Not quite so "pure" a process when Jesus adds a little context.


In my ex's case, as I've said before, the only covenant she'd made that was meaningful to ME was the covenant she'd made to ME, the covenant the ring I placed on her finger symbolized. That's the one that meant something to God, too. He never asked her to wear a purity ring, nor did He demand she agree to a purity covenant. If she couldn't keep MY ring on her finger, all her purity ring symbolized was worthless, because her word was worthless. I can only shake my head - something I've done a lot of over the past 3 years. "You can't trust her any farther than you can throw her, and she can't see a hill of beans difference between right and wrong, but her hymen, well...just WOW! That thing is immaculate, so she's good people. She even wore a ring for years that said so." I wanted her to realize that she was meant to be more than this.


Regarding her and her family (and LOTS of P/QF and cultic families and people), they'd paid so much attention to the superficial things, the surface things, external things, that they'd lost sight of things like being people of their word, dealing honestly, telling the truth, doing right by others regardless of cost. They neither practiced nor understood those concepts. Those things aren't surface things. If you spend all your time worrying about appearing "godly" and looking the part, you're never gonna understand the character, or the character of the character...and you'll end up lacking character. You'll be sweet like poison and have the moral depth of yesterday's mud-puddle. Character isn't surface.


I pity all of these young girls taught (whether wittingly or unwittingly) to place the entirety of their personal worth, prior to marriage, in the condition of their hymen - something that I don't think God spends a great deal of time in anguish over. 


For you are not a true Jew just because you were born of Jewish parents or because you have gone through the ceremony of circumcision. No, a true Jew is one whose heart is right with God. And true circumcision is not merely obeying the letter of the law; rather, it is a change of heart produced by God’s Spirit. And a person with a changed heart seeks praise from God, not from people.


A purity ring, and all that goes with it, is a promise that can't be kept by the letter of legalistic law and tied up in parts of the human anatomy. Purity is a heart and soul matter. All of this ceremony is just so much wasted time and effort. God cares about the heart of men and women. Not the state of their sexual organs, and not any symbolic piece of jewelry they wear.

32 comments:

  1. The only time I have ever seen an actual contract was in a home where we were invited to dinner.
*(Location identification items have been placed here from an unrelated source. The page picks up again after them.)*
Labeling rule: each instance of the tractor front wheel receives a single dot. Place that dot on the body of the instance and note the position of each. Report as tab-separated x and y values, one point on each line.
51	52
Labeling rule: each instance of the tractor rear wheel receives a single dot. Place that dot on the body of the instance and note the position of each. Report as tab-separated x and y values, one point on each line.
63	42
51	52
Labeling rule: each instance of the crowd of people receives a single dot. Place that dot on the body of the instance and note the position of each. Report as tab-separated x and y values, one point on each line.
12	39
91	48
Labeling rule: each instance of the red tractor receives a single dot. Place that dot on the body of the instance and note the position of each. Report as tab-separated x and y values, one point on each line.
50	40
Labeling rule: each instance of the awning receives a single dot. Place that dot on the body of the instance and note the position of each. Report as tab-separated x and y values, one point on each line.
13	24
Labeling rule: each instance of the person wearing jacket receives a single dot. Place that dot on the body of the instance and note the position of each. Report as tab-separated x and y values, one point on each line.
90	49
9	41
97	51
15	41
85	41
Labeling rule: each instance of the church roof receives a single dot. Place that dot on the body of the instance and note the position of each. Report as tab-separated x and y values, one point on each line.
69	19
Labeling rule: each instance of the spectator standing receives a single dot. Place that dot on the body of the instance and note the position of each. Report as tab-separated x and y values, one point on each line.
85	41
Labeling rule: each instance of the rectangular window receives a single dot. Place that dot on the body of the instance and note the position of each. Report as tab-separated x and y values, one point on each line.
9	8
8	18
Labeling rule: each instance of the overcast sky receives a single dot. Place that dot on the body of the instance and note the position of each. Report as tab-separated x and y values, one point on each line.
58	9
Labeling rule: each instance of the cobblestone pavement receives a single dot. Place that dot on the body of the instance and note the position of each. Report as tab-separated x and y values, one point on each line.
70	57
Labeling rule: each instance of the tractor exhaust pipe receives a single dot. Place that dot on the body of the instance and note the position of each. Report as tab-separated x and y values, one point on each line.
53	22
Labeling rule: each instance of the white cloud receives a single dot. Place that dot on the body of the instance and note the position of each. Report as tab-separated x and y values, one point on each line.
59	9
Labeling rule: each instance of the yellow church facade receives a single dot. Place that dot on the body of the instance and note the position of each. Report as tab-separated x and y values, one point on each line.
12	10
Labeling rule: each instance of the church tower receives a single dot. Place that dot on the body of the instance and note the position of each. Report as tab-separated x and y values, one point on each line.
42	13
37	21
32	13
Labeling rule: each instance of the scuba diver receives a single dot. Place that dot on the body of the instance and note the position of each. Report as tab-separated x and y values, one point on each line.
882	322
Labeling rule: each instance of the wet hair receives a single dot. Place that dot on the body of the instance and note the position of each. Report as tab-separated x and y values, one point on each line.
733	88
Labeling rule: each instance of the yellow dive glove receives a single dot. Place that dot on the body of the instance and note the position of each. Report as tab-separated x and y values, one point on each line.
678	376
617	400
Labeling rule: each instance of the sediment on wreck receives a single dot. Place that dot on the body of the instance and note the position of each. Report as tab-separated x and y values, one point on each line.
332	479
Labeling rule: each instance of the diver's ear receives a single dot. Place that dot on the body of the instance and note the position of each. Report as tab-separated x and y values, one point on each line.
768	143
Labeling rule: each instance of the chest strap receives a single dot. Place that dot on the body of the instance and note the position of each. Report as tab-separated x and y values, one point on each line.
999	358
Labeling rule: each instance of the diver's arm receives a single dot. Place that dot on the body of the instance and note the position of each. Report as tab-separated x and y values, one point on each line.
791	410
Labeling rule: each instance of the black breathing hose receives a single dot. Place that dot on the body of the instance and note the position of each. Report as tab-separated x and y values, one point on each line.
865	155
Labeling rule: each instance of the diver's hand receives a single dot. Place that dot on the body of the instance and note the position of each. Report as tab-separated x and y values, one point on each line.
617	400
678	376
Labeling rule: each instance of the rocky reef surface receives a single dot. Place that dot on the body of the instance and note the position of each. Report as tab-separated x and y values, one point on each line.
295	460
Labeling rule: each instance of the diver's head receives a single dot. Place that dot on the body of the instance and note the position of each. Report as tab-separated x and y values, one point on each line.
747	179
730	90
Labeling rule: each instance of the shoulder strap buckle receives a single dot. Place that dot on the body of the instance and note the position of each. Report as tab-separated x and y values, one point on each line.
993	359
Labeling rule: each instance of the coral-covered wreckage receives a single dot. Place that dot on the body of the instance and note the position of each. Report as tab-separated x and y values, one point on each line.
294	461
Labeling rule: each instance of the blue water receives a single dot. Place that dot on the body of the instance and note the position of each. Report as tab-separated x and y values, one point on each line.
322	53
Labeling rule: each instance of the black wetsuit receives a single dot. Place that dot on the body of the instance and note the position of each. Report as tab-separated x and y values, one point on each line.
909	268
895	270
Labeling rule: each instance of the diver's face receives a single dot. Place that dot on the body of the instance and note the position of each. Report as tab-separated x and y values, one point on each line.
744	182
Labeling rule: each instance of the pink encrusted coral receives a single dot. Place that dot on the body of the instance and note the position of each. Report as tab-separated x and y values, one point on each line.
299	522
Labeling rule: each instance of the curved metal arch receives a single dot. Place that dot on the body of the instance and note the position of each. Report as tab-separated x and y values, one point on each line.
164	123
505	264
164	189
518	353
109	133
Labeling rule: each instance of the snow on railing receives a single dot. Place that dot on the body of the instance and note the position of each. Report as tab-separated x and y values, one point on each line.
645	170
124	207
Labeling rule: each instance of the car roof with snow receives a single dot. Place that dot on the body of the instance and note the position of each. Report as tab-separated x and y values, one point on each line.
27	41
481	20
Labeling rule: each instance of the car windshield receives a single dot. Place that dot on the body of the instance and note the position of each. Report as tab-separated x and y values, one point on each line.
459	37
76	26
The mom made sure to point out to us the framed "contracts" that were hand written in calligraphy and hanging in the front hallway for all to see. She went on and on about it and, of course, at the time I was impressed. (middle of our ATI days) As impressed as I was, my husband thought the whole evening to be bizarre and he told me he knew there was something majorly wrong in that home. So he wasn't all that surprised a year later when we got a letter from that mom telling us her husband was in jail for molesting their daughters. Of course, not everything who creates these sorts of symbols practice polygamy but it is just another outward sign of the control freak/purity obsessions that mark these groups.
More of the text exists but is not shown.